- Classification: Division I
- Season: 1995–96
- Teams: 10
- Site: Barton Coliseum Little Rock, AR
- Champions: New Orleans (2nd title)
- Winning coach: Tic Price (1st title)
- MVP: Lewis Sims (New Orleans)

= 1996 Sun Belt Conference men's basketball tournament =

The 1996 Sun Belt Conference men's basketball tournament was held March 1–5 at Barton Coliseum in Little Rock, Arkansas.

New Orleans defeated hosts, and fellow regular season co-champions, in the championship game, 57–56, to win their second Sun Belt men's basketball tournament. It was UNO's first Sun Belt title since 1978 and first since being re-admitted to the conference in 1992.

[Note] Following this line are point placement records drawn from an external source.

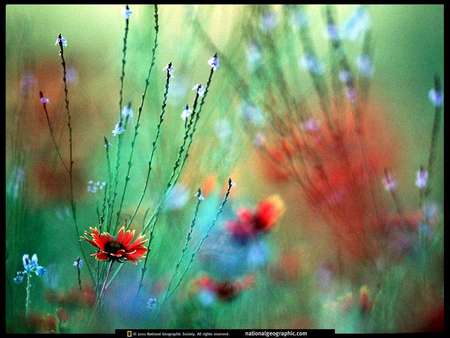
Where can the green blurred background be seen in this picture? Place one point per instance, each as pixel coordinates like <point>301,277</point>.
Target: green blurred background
<point>408,49</point>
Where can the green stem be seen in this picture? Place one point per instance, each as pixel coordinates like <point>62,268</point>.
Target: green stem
<point>28,293</point>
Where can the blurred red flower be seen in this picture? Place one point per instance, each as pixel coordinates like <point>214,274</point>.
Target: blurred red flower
<point>249,224</point>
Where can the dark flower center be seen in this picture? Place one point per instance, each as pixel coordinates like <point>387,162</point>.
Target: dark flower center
<point>113,246</point>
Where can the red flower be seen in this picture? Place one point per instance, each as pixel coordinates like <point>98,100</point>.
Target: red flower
<point>118,249</point>
<point>224,290</point>
<point>249,224</point>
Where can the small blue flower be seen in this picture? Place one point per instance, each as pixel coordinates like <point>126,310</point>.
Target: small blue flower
<point>436,97</point>
<point>31,265</point>
<point>151,303</point>
<point>40,271</point>
<point>127,112</point>
<point>78,263</point>
<point>127,13</point>
<point>19,277</point>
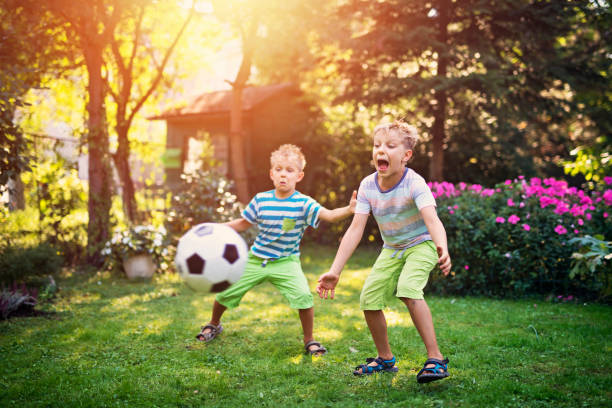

The Privateers, in turn, received an automatic bid to the 1996 NCAA tournament. No other Sun Belt members were invited to the tournament.

==Format==
No teams left or joined the Sun Belt before the season, leaving conference membership fixed at ten teams.

With all teams participating in the tournament this year, the field increased from nine to ten teams. With all teams seeded based on regular-season conference records, the top six teams were all placed directly into the quarterfinal round while the four lowest-seeded teams were placed into the preliminary first round.